— Работаю. Но сейчас я еще в отпуске по уходу за ребенком. И подрабатываю переводами. В Нью-Йорке жизнь дорогая…
— Ты была на последнем матче «Янки» против «Индейцев»?
— Игра была так себе. Ты видел ее? Все, мне пора. Спасибо за бебиситтинг.
Она кокетливо помахала ему рукой из прихожей.
Георг опять лег в постель, но уснуть уже не смог. Он лежал и слушал то довольное чмоканье, то капризные вздохи Джилл. Потом встал, принял душ, взял лежавшую на краю ванны одноразовую бритву для женских ног и побрился. Обнаружив под раковиной стиральный порошок, он замочил свое белье, рубашку и носки, надел к своим джинсам самый большой пуловер Франсуазы, который смог найти в ее шкафу. Когда он подошел к кроватке Джилл, она лежала с открытыми глазами. Увидев его, она скривила рот и расплакалась так, что лицо ее побагровело.
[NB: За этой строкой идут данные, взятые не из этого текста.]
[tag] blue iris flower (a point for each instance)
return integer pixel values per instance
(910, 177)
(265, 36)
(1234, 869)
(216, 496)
Он взял ее на руки, но никак не мог вспомнить, куда Франсуаза поставила бутылочку, и стал метаться по квартире. Джилл ревела не умолкая.
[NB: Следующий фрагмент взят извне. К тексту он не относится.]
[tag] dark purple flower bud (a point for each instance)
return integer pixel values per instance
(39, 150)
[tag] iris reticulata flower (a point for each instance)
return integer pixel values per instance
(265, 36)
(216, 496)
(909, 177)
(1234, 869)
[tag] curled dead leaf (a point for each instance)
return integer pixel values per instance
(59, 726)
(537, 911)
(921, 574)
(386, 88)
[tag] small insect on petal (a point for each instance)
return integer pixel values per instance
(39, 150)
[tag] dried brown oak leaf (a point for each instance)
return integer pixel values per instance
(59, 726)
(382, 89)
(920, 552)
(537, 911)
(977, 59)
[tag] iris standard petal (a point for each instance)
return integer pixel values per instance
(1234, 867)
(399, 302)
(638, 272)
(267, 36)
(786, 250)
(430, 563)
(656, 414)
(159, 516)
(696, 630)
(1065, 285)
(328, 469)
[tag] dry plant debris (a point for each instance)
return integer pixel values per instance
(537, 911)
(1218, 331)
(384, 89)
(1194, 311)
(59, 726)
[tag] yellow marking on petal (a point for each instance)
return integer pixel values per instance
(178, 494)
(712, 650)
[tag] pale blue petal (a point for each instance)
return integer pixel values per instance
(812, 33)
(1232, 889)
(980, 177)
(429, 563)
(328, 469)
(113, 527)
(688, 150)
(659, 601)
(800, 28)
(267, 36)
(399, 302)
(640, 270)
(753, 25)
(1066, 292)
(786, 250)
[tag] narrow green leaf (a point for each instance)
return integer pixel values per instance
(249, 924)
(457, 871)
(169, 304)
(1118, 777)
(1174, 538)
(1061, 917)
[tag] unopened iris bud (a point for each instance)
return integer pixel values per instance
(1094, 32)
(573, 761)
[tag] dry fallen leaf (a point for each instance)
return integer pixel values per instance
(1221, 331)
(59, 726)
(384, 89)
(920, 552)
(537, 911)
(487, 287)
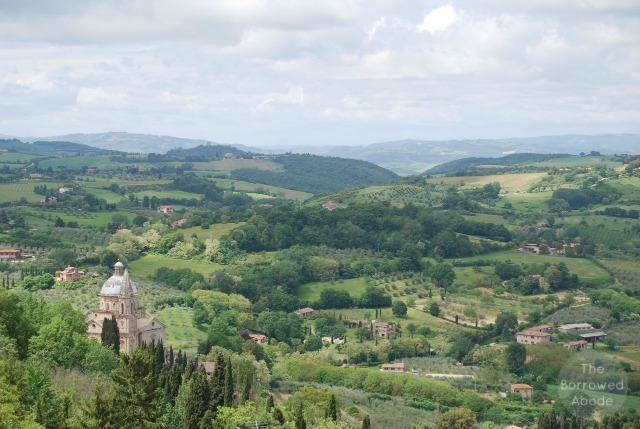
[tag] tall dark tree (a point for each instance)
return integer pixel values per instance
(134, 395)
(516, 356)
(278, 415)
(300, 422)
(332, 410)
(366, 423)
(198, 401)
(228, 384)
(110, 335)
У Георга никогда не возникало желания иметь детей. Но он никогда не был против того, чтобы их иметь. Эта тема просто никогда его не занимала. Когда они с Штеффи поженились, мысль о том, что в один прекрасный день у них появятся дети, была для них чем-то само собой разумеющимся, а с Ханной, которая еще до Георга сделала себе стерилизацию, этот вопрос отпал сам по себе с той же определенностью. У Георга был крестник, старший сын его школьного и университетского друга Юргена, который стал рядовым судьей в Мосбахе, в двадцать три года женился и родил уже пятерых детей. Со своим крестником Георг ездил во Франкфуртский зоопарк и в Мангеймскую обсерваторию, читал ему во время своих визитов сказки на ночь, а на десятый день рождения подарил большой швейцарский перочинный нож, от которого и сам бы не отказался: с двумя лезвиями, отверткой, консервным ножом, штопором, ножницами, пилкой, ножовкой, лупой, пинцетом, зубочисткой и даже приспособлением для чистки рыбы. Но практичному мальчишке нож показался слишком тяжелым, к тому же он не увлекался рыбалкой.
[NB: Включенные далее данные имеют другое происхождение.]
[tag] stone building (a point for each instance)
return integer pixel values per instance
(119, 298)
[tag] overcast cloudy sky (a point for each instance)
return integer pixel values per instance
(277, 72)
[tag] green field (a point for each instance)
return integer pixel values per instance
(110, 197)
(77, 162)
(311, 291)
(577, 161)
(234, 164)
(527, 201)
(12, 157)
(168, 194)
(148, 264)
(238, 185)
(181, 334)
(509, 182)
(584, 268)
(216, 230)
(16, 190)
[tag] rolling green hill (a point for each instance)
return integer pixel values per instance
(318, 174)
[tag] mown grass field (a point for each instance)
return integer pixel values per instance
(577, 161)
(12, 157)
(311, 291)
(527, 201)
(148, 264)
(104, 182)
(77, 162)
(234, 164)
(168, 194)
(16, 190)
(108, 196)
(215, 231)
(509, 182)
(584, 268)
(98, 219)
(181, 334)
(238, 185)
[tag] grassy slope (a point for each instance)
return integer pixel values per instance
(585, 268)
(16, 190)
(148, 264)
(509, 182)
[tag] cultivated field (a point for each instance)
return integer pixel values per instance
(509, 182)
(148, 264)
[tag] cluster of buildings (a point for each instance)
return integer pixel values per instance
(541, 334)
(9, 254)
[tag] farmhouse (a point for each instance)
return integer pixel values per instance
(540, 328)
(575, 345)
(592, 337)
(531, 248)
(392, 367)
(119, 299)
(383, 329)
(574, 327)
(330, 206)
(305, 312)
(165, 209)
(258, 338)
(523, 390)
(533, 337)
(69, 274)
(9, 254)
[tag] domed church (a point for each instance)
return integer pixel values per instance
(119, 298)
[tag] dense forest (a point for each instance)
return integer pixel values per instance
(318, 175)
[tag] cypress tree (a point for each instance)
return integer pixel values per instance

Георг нашел наконец бутылочку, Джилл в мгновение ока осушила ее и снова раскричалась. «Что ей еще нужно, этой козявке?» — подумал Георг.
Он вспомнил, что Франсуаза велела подержать ее вертикально и похлопать по спине, чтобы она отрыгнула. Джилл, отрыгнув, продолжила концерт.
— Ну чего тебе еще надо? Чего ты орешь как резаная? Мужчины не любят орущих женщин, поняла? И некрасивых тоже, а если ты не перестанешь орать, у тебя будет кривая и косая рожица, противная и страшная, как атомная война!